There is little incentive for drug companies to develop new antibiotics. The greatest need is in the poorest countries and the potentially small profit margin may not justify the enormous development costs.

"We are trying to circumvent this problem by engaging in public-private partnerships in which companies and academics work together to advance the development of new antibiotics. Even so, the money available for this is a fraction of what it really needs to be."

Such a scenario may seem hopeless to some, but Van Helden is undeterred.

"When I started TB research more than 25 years ago, the thinking was that you need  dirt cheap, simple diagnostic, otherwise it would never fly. This has been superseded by the realisation that new, better diagnostics cost a lot more, but we are even using them in South Africa because they are so much better that it justifies the extra costs. Having seen that, I can say if we do come up with a really good diagnostic or antibiotic, even if it is expensive, it will fly."

According to Van Helden new frontiers in TB research are manipulating patients' own immune system and developing TB vaccines.

"I never feel the situation is hopeless. I have been in the game so long and have seen so many dogmas come and go, that I have no doubt we should persevere."

Threat to nature reserves

Van Helden completed his PhD studies in biochemistry at the University of Cape Town in 1978 and joined Stellenbosch University in January 1979. Aside from a postdoctoral fellowship in the USA in 1981 and 1982, he has been with the Department ever since.

He met his wife, Eileen (Hoal) van Helden, during his fellowship in America and she also joined the Department of Biomedical Sciences.

"We have been working together since 1982 and it's a huge privilege. She studies the genetics of TB susceptibility and its manifestation in the population groups of South Africa."

They are also both involved in the  department's programme on animal TB , focusing on wildlife. They are wildlife enthusiasts and honorary rangers of SAN Parks. TB is a growing problem in particularly the Kruger Park and the Natal parks, where naïve populations were infected by imported cattle.

"We need to know how important this disease is in a free range system. We know it will kill individual animals, but will it make a difference to the population at large and will it affect the ecosystem? If not, it is one of the many diseases wildlife develop. If it does affect the ecosystem, we need to think about what to do; we don't have the answer to that question. We are especially worried about  rare and endangered species, because every individual counts."

Van Helden is retiring from fulltime management and research in 2017 and is currently clearing out his office. He will continue his research after his official retirement.

"It is going to take me a year to clear my office because I am still running the place. Unfortunately, I am also inclined to be a hoarder."

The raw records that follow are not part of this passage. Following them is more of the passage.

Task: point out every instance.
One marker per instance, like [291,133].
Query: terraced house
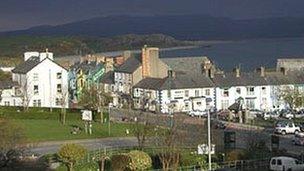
[84,74]
[41,81]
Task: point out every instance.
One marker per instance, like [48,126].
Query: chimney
[237,71]
[262,70]
[283,71]
[171,73]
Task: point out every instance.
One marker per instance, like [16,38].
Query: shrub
[120,162]
[70,154]
[139,160]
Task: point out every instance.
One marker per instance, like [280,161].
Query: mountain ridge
[182,27]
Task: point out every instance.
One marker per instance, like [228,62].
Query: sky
[21,14]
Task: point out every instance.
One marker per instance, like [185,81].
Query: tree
[142,129]
[95,98]
[12,138]
[293,97]
[70,154]
[139,160]
[63,100]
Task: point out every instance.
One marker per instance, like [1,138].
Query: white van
[285,164]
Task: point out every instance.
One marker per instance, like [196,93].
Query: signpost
[87,118]
[204,149]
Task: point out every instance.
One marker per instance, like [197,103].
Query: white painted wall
[44,76]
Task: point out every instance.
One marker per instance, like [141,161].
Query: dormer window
[59,75]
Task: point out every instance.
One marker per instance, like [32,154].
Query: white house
[43,82]
[9,94]
[175,93]
[258,90]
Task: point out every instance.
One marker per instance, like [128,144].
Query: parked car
[197,113]
[288,115]
[283,163]
[299,139]
[286,127]
[255,113]
[269,115]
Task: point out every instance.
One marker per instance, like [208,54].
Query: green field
[41,125]
[49,130]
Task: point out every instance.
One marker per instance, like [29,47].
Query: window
[264,90]
[59,75]
[250,90]
[238,90]
[226,92]
[186,93]
[39,103]
[57,102]
[279,162]
[207,92]
[196,93]
[6,103]
[35,76]
[225,104]
[35,103]
[36,89]
[59,88]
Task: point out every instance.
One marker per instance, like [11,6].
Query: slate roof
[7,84]
[108,78]
[182,81]
[150,83]
[254,79]
[245,79]
[130,65]
[278,78]
[27,65]
[185,64]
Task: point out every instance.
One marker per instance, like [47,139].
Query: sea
[247,54]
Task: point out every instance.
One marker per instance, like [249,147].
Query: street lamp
[208,100]
[109,120]
[209,140]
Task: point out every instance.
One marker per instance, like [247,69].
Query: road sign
[87,115]
[203,149]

In the clearing-out process he came across the Honours research project of the FMHS's Senior Director for Research and Innovation, Dr Therina Theron, as well as the experimental work of Prof Mark T. Bedford of the University of Texas' Department of Epigenetics and Molecular Carcinogenesis.

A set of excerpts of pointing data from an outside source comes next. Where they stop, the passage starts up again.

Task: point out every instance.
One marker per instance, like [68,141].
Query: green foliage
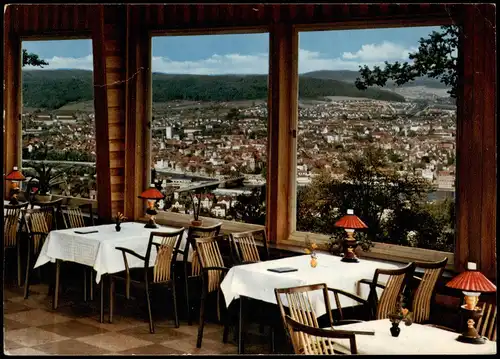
[52,89]
[435,58]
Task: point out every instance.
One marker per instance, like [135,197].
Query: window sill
[295,243]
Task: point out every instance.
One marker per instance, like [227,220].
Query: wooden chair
[38,223]
[73,217]
[246,248]
[308,340]
[195,269]
[11,229]
[213,272]
[56,206]
[392,289]
[162,273]
[424,294]
[300,307]
[487,324]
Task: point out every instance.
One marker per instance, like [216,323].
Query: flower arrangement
[401,314]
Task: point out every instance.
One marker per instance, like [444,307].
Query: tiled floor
[31,327]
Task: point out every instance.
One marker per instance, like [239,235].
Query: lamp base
[471,340]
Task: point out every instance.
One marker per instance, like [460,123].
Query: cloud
[258,63]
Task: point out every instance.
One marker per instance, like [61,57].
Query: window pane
[209,134]
[58,126]
[386,152]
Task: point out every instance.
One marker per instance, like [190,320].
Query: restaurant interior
[114,276]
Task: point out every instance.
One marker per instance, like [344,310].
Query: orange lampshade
[350,221]
[472,281]
[15,175]
[152,193]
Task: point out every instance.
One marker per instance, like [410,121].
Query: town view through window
[384,148]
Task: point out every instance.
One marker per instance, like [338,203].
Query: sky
[249,53]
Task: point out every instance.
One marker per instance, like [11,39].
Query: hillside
[52,89]
[350,77]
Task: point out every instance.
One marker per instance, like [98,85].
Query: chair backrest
[56,210]
[11,220]
[299,304]
[487,324]
[398,278]
[74,216]
[210,256]
[38,220]
[309,340]
[198,232]
[245,245]
[422,299]
[167,246]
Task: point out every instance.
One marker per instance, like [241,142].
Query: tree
[250,208]
[32,59]
[436,57]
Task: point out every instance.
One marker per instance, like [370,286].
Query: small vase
[395,329]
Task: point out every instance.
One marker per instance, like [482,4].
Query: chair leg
[202,317]
[148,299]
[272,340]
[19,274]
[111,297]
[102,298]
[84,284]
[227,322]
[26,280]
[91,284]
[56,285]
[176,316]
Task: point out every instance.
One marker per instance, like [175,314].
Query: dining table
[258,281]
[95,246]
[416,339]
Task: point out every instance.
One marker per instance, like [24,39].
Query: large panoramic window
[209,128]
[58,129]
[377,134]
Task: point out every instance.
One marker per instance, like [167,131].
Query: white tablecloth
[415,339]
[255,281]
[98,249]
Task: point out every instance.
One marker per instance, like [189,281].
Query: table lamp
[15,176]
[350,222]
[152,195]
[472,283]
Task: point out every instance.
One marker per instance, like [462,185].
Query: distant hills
[52,89]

"It is lovely to see people I've been a mentor to succeeding in life, and not only academically speaking. I am still in contact with some of my early students, and it is really rewarding to share in their lives. I think of them as my family."

Caption: Tuberculosis has been an intractable disease for centuries and still poses such a dire threat that the World Health Organisation considers it a priority worldwide. Prof Paul van Helden has devoted most of his distinguished career to TB and is a world-leader in the field.